There is one method to compare floating point numbers for equality, which is both very simple and correct: You use the equality (==) operator.

There is another method to compare whether floating point numbers are identical, which unlike the equality operator would find that -0 and +0 are not the same, and that NaNs with the same bit pattern are the same: Use memcmp. (Don't do this if your compiler stores 80 bit long double into 128 bits).

What you are talking about is the question: "Are these two numbers so close together that their difference could be due to rounding errors alone", and another question would be "Are these two numbers so close together that we don't care that they are different".

Swift has decided to put an operator for the latter into its standard library. This considers floating numbers with an n bit mantissa "as good as equal" if the difference is at most the last n/2 bits.

So first don't call your function "equals", because that is a lie. Call it "almostEqual" or something like that. Then make sure that it returns true without failure whenever x == y, that almostEqual (x, y) == almostEqual (y, x) for all pairs x, y, and that it returns the same result if you scale x, y both by the same power of two (unless this produces overflow or underflow).
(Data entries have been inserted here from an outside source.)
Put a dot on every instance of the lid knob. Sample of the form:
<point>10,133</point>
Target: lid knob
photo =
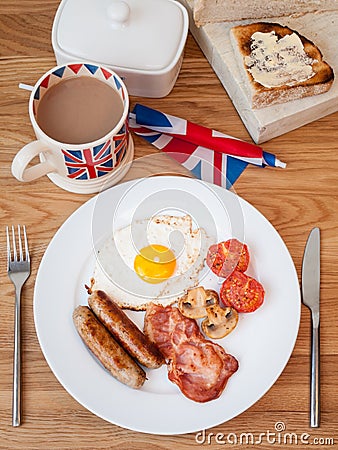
<point>119,12</point>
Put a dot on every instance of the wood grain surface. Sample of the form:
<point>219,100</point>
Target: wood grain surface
<point>296,199</point>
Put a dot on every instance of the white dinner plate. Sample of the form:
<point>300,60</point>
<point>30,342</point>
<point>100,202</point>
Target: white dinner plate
<point>262,342</point>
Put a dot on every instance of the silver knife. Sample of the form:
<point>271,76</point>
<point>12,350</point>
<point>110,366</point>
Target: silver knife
<point>310,297</point>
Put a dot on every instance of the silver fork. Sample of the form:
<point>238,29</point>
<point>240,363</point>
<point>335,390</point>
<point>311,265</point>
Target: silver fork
<point>18,269</point>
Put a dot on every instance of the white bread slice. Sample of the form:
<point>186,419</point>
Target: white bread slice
<point>261,95</point>
<point>211,11</point>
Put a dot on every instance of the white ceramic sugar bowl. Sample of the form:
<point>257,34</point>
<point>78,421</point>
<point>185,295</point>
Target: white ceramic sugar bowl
<point>141,40</point>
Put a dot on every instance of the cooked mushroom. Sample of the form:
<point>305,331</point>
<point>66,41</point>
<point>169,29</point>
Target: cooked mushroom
<point>220,321</point>
<point>194,304</point>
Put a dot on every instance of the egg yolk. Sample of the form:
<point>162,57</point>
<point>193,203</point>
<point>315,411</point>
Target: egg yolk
<point>155,263</point>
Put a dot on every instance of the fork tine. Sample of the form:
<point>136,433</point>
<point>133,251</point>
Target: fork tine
<point>14,244</point>
<point>26,243</point>
<point>20,243</point>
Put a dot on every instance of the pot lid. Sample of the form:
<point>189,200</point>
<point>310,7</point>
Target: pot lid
<point>146,35</point>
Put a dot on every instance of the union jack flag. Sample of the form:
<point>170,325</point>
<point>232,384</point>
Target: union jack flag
<point>210,155</point>
<point>94,162</point>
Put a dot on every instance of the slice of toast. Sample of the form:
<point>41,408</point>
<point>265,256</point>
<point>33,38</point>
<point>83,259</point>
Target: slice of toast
<point>294,67</point>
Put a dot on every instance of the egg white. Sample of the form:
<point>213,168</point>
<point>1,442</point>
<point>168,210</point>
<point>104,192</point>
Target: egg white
<point>114,270</point>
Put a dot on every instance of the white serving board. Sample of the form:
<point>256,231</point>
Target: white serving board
<point>272,121</point>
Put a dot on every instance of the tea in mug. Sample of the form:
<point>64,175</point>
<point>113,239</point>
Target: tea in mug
<point>79,110</point>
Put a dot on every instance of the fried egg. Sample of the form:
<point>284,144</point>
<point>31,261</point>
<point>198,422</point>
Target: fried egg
<point>152,260</point>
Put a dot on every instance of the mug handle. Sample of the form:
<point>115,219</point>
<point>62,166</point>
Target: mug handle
<point>22,159</point>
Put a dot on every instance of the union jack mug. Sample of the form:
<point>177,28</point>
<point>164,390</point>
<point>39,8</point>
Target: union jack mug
<point>81,168</point>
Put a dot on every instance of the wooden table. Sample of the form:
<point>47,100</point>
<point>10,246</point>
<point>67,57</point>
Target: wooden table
<point>294,200</point>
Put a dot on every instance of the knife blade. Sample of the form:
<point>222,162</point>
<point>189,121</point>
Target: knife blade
<point>311,299</point>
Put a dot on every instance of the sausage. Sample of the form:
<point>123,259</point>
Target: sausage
<point>106,349</point>
<point>124,330</point>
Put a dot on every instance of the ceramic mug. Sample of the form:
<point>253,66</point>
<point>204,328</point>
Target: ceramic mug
<point>80,168</point>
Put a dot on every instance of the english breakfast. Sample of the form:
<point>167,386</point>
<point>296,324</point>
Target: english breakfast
<point>177,329</point>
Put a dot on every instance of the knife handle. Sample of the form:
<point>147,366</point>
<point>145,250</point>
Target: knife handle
<point>315,374</point>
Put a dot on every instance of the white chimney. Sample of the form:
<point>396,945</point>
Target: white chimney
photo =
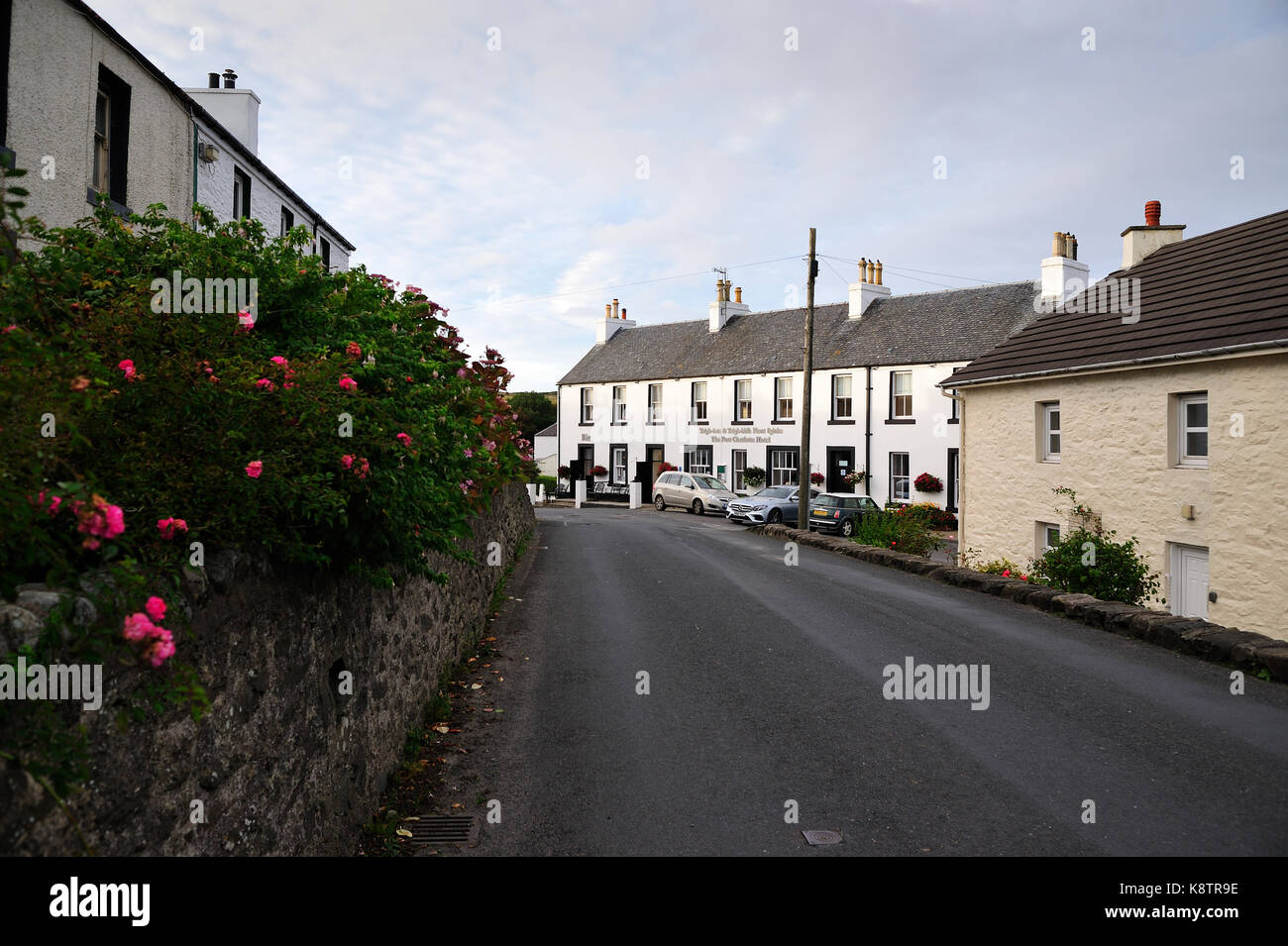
<point>1140,242</point>
<point>612,323</point>
<point>237,110</point>
<point>721,310</point>
<point>1061,273</point>
<point>868,288</point>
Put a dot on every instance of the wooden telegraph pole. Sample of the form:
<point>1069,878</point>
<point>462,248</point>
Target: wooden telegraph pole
<point>803,506</point>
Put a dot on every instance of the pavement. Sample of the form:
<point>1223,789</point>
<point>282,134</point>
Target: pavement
<point>767,695</point>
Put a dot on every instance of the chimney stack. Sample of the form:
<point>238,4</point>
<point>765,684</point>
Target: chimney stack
<point>1061,273</point>
<point>1140,242</point>
<point>868,288</point>
<point>614,321</point>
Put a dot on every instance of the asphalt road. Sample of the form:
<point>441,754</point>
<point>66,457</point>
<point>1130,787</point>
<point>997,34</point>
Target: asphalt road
<point>765,687</point>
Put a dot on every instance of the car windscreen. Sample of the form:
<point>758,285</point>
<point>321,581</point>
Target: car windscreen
<point>776,491</point>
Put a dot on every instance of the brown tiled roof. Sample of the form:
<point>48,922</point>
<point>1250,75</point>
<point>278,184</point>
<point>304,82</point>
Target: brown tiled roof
<point>1223,291</point>
<point>917,328</point>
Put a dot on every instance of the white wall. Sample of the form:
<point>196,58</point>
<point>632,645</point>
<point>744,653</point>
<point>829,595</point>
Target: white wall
<point>926,441</point>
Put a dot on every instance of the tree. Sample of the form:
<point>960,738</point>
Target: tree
<point>536,412</point>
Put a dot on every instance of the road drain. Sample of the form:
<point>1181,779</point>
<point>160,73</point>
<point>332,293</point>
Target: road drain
<point>445,829</point>
<point>816,838</point>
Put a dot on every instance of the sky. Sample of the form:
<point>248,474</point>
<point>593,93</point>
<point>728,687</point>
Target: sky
<point>526,162</point>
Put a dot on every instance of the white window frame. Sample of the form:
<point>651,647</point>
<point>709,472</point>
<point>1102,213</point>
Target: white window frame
<point>896,413</point>
<point>905,477</point>
<point>784,402</point>
<point>1183,429</point>
<point>1048,456</point>
<point>655,403</point>
<point>848,398</point>
<point>742,405</point>
<point>697,405</point>
<point>776,469</point>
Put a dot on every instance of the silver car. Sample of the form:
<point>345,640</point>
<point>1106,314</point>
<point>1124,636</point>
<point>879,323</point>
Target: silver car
<point>695,491</point>
<point>771,504</point>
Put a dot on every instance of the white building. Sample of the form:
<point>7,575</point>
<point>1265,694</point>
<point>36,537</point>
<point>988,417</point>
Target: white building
<point>85,113</point>
<point>722,394</point>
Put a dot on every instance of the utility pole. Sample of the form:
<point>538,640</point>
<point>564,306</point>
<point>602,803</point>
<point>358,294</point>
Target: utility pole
<point>803,506</point>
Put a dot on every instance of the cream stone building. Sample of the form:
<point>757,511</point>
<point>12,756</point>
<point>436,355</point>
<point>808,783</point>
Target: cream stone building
<point>1158,396</point>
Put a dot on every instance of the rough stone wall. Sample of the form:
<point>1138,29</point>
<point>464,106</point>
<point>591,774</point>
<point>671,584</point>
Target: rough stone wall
<point>282,764</point>
<point>1116,452</point>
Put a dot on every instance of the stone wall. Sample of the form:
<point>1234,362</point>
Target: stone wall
<point>282,764</point>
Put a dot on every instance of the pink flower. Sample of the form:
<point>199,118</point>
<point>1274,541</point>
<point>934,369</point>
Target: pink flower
<point>155,607</point>
<point>171,525</point>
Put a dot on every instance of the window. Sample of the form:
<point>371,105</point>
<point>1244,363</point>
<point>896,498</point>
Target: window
<point>111,137</point>
<point>698,402</point>
<point>900,478</point>
<point>901,395</point>
<point>655,403</point>
<point>241,194</point>
<point>784,467</point>
<point>782,399</point>
<point>1048,537</point>
<point>1192,430</point>
<point>1050,413</point>
<point>742,400</point>
<point>697,460</point>
<point>842,399</point>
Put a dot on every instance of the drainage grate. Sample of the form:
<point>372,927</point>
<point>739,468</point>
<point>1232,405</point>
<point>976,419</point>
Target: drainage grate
<point>445,829</point>
<point>816,838</point>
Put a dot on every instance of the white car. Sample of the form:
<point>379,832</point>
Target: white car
<point>695,491</point>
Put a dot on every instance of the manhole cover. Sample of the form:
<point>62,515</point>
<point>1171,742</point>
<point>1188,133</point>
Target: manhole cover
<point>816,838</point>
<point>443,829</point>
Be aware that you cannot guarantee that almostEqual(x,y) and almostEqual(y,z) implies almostEqual(x,z). This also implies that you cannot make it compatible with any hash function.

Answer 2

That solution would be improved by ditching the fixed epsilon in favor of 1 or 2 ULPs. See the Java docs for:

public static double ulp(double d)

A second suggestion: implement a single precision version and test with double to convince yourself the algorithm is valid.